As they audited the company’s process, MassMEP staff discovered that it kept the cheese in a refrigerator for 10 days before processing it so it would gain a stringy consistency. They quickly suggested an alternative: flash freeze the cheese to get the same result.

Healy said the solution was an obvious one. The challenge was identifying the problem.

“Nobody was looking to reduce the refrigeration,” he said.

Get Smart

Much of the work MassMEP does with client companies falls under the term “lean.” But that can give people the wrong impression.

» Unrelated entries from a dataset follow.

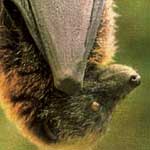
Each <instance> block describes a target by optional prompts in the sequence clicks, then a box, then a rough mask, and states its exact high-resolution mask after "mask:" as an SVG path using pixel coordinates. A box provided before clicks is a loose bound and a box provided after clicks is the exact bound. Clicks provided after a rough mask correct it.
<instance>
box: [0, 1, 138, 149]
mask: <svg viewBox="0 0 150 150" xmlns="http://www.w3.org/2000/svg"><path fill="white" fill-rule="evenodd" d="M11 1H12V2H13V4H15V6H17V8H18V9H19V10H20V11H19V13H20V12H21V13H22V15H20V16H19V17H18V15H17V17H14V16H15V15H16V10H15V9H14V7H12V4H10V1H8V0H4V4H5V7H6V9H7V11H8V12H9V15H10V16H7V17H8V18H9V17H11V19H12V20H11V19H10V18H9V19H10V20H9V21H10V22H11V21H12V22H13V21H14V22H15V27H14V26H13V25H12V26H11V28H9V27H8V26H7V29H5V30H3V31H1V30H0V32H2V34H0V40H2V39H3V42H0V44H1V45H0V64H2V65H1V66H0V69H2V71H1V70H0V76H1V72H4V74H5V78H6V81H4V84H1V82H3V81H2V80H1V82H0V85H5V87H6V88H4V89H6V91H5V92H4V93H5V94H6V95H7V96H6V97H7V98H8V99H9V100H8V101H9V103H11V106H12V107H11V109H12V110H13V113H16V114H15V115H16V116H17V118H19V119H20V120H21V121H22V125H24V126H25V127H24V126H23V127H24V128H25V129H27V130H28V132H29V133H31V135H33V136H34V137H36V138H37V139H38V140H39V141H40V143H46V144H50V145H51V146H52V145H53V144H54V143H58V145H59V146H62V145H61V143H67V144H66V145H67V146H68V145H69V144H68V141H70V140H71V142H70V143H80V145H82V142H81V141H82V140H81V139H83V141H84V142H85V143H86V145H88V144H89V143H91V142H92V143H93V142H94V141H97V139H98V138H97V137H98V136H99V134H100V132H101V131H103V129H104V126H105V123H106V122H107V121H108V120H109V118H110V116H111V113H112V111H113V109H114V107H115V106H116V104H117V102H118V101H119V100H121V99H122V98H124V97H125V96H126V95H127V94H128V93H129V92H131V91H132V90H133V89H134V88H135V87H137V86H138V85H139V84H140V76H139V75H138V73H137V72H136V71H135V70H133V69H132V68H130V67H127V66H124V65H117V64H112V65H106V66H103V65H101V64H98V65H93V64H92V63H91V64H90V62H88V63H89V64H87V61H88V58H87V56H88V54H89V51H90V50H91V49H92V48H93V43H94V41H95V37H96V33H97V29H98V26H99V24H100V18H101V11H102V8H103V1H102V0H95V1H94V0H87V1H86V2H85V1H84V0H80V1H74V0H71V1H67V2H66V1H63V0H51V1H48V0H43V1H40V0H36V1H33V0H32V1H31V0H28V1H23V0H22V1H21V0H11ZM43 4H44V5H43ZM11 8H13V9H12V11H11ZM22 16H23V18H24V21H25V23H26V25H25V24H24V25H23V28H25V27H26V26H27V28H28V30H29V32H30V33H29V35H27V34H28V33H26V32H25V31H27V30H23V29H21V28H19V27H20V24H21V21H18V20H19V19H20V17H22ZM5 19H6V20H7V18H5ZM14 22H13V23H14ZM6 24H9V23H8V22H6ZM4 28H5V27H4ZM12 28H13V29H12ZM11 30H12V31H11ZM3 32H4V33H3ZM2 35H4V36H2ZM14 35H16V36H14ZM31 36H32V37H31ZM4 37H5V38H4ZM31 39H32V40H31ZM33 40H34V41H33ZM34 42H35V43H34ZM40 52H41V53H42V54H41V53H40ZM3 56H5V57H3ZM51 71H52V72H51ZM53 78H54V79H53ZM14 79H15V80H14ZM53 80H54V81H53ZM53 84H54V86H53ZM8 85H9V86H8ZM1 87H2V88H3V87H4V86H1ZM7 87H8V88H7ZM5 94H4V95H5ZM24 128H23V129H24ZM31 135H30V134H29V138H30V137H31ZM77 139H78V142H77ZM31 140H32V139H31ZM80 140H81V141H80ZM32 141H33V140H32ZM33 142H35V141H33ZM35 143H36V142H35ZM38 144H39V143H38ZM63 146H64V145H63ZM54 147H55V145H54ZM60 148H61V147H60ZM64 149H65V148H64ZM72 149H75V147H73V148H72ZM65 150H67V149H65ZM69 150H70V149H69Z"/></svg>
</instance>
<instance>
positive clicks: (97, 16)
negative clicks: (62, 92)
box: [11, 0, 104, 93]
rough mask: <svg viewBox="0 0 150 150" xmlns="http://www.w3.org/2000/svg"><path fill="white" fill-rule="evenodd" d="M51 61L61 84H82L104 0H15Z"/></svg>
mask: <svg viewBox="0 0 150 150" xmlns="http://www.w3.org/2000/svg"><path fill="white" fill-rule="evenodd" d="M11 1H13V2H14V3H15V4H16V5H17V7H18V8H19V10H20V11H21V13H22V16H23V17H24V20H25V22H26V24H27V27H28V29H29V31H30V33H31V35H32V37H33V39H34V40H35V43H36V44H37V46H38V47H39V49H40V50H41V52H42V53H43V55H44V56H45V58H46V60H47V61H48V63H49V65H50V67H51V69H52V73H53V77H54V84H55V86H56V87H57V88H59V89H61V90H63V91H66V92H68V93H71V91H72V92H74V90H75V89H76V88H78V87H81V86H82V82H83V77H84V71H85V68H86V64H87V56H88V53H89V51H90V50H91V48H92V46H93V43H94V40H95V37H96V33H97V30H98V26H99V24H100V18H101V14H102V8H103V3H104V0H86V1H85V0H26V1H25V0H11Z"/></svg>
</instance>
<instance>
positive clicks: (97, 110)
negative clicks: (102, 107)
mask: <svg viewBox="0 0 150 150" xmlns="http://www.w3.org/2000/svg"><path fill="white" fill-rule="evenodd" d="M91 109H92V110H93V111H95V112H97V111H99V109H100V104H99V103H98V102H96V101H94V102H92V104H91Z"/></svg>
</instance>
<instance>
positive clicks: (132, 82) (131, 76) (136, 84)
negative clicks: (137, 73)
mask: <svg viewBox="0 0 150 150" xmlns="http://www.w3.org/2000/svg"><path fill="white" fill-rule="evenodd" d="M130 83H131V84H132V85H134V86H138V85H140V83H141V76H140V75H138V74H136V75H131V77H130Z"/></svg>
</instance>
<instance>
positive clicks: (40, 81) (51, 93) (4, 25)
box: [0, 0, 116, 144]
mask: <svg viewBox="0 0 150 150" xmlns="http://www.w3.org/2000/svg"><path fill="white" fill-rule="evenodd" d="M2 4H3V3H2V0H1V1H0V8H1V9H0V89H1V90H0V103H1V104H2V106H3V108H4V109H5V110H6V111H7V114H8V116H9V118H10V119H13V120H15V122H18V123H17V126H18V128H20V129H21V130H22V131H23V132H22V133H23V134H24V136H26V137H28V138H29V139H30V140H31V141H32V142H34V143H36V144H39V141H40V139H39V138H37V137H36V136H34V130H38V129H39V128H42V127H41V124H40V123H39V122H40V121H41V120H39V122H38V121H37V120H38V119H37V118H35V116H36V114H38V113H39V112H38V111H39V110H40V107H42V106H40V104H41V100H42V98H41V99H40V96H45V97H46V96H47V95H46V94H45V93H46V92H47V93H48V94H49V95H50V96H52V97H53V96H55V92H56V95H59V94H60V93H59V92H58V93H57V91H55V89H54V87H53V78H52V75H51V71H50V68H49V67H48V65H46V67H45V68H44V67H43V65H42V64H45V61H44V59H43V57H42V56H41V55H40V54H38V52H36V51H32V49H34V45H33V44H32V42H33V41H32V40H29V42H26V41H25V40H26V36H24V35H23V33H22V32H21V31H20V30H19V29H17V28H16V27H15V26H14V24H12V25H11V27H7V26H5V23H4V19H5V11H4V10H3V7H2ZM112 7H113V0H107V1H106V5H105V8H104V12H103V19H102V26H101V28H100V31H99V32H98V35H97V39H96V45H95V48H94V49H93V52H94V55H93V54H92V55H91V56H90V58H89V61H90V63H91V62H93V61H94V62H96V63H100V64H106V63H108V62H111V61H112V57H113V55H114V53H115V50H116V46H115V44H116V40H115V36H114V34H115V28H116V26H115V20H114V19H115V17H116V15H115V13H114V12H113V10H112ZM18 31H19V33H20V35H18ZM2 35H3V36H2ZM15 35H17V36H15ZM17 38H18V39H17ZM29 39H30V38H29ZM17 40H18V41H19V43H18V45H17V44H16V41H17ZM18 49H19V50H18ZM30 50H31V54H30ZM20 51H22V54H21V56H19V54H18V53H19V52H20ZM17 52H18V53H17ZM32 52H33V56H35V59H34V58H33V60H34V61H35V62H37V63H39V62H40V63H39V64H37V65H36V67H37V68H36V69H35V66H34V64H32V63H31V64H30V59H28V60H27V62H24V60H25V58H26V57H30V56H32ZM95 52H96V55H95ZM14 54H16V55H17V57H16V58H18V59H20V60H15V55H14ZM13 55H14V57H13ZM12 57H13V58H12ZM10 61H11V62H10ZM23 67H24V68H23ZM22 70H23V71H22ZM44 70H48V71H47V72H45V71H44ZM45 89H48V90H47V91H45ZM24 93H25V94H26V95H27V96H28V95H29V97H24V96H22V95H23V94H24ZM14 95H15V97H14ZM31 97H32V98H33V99H32V103H31V102H30V100H29V99H30V98H31ZM31 124H39V127H37V128H36V129H31V130H30V126H31ZM31 131H32V132H33V133H32V132H31Z"/></svg>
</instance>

Kathie Mahoney, who works for the organization lining up assignments with companies, said some clients are worried about what advice MassMEP will offer after other “lean” consultants advised them to cut employees.

“Our philosophy is, no, you retain the staff,” she said.

Healy said employers need to include workers from all levels in figuring out ways to become more efficient.

Once that goal is achieved, he said, they can find ways to move the workers who are no longer needed in one area to another. One good example, he said, is FLEXcon, a Spencer manufacturer that has implemented lean techniques without cutting jobs because it sees more to workers than a set of hands.

“There’s a brain attached, and they don’t want to let those brains go,” he said.

Brain Power

In general, Healy said, he wants to push employers, and society as a whole, to focus more on the brains of production workers. Expecting entry-level employees to take $8-an-hour jobs with no training and act like “boy scouts and girl scouts” with loyalty to their employer is a recipe for failure, he said.

With the hammering manufacturing has taken over the past two years, there’s no shortage of examples of failure in the industry.

But today, as companies that are just starting to recover look for ways to rebuild smarter, Healy and his organizations are ready to make sure they find them.

“We help to take people back to basics,” he said.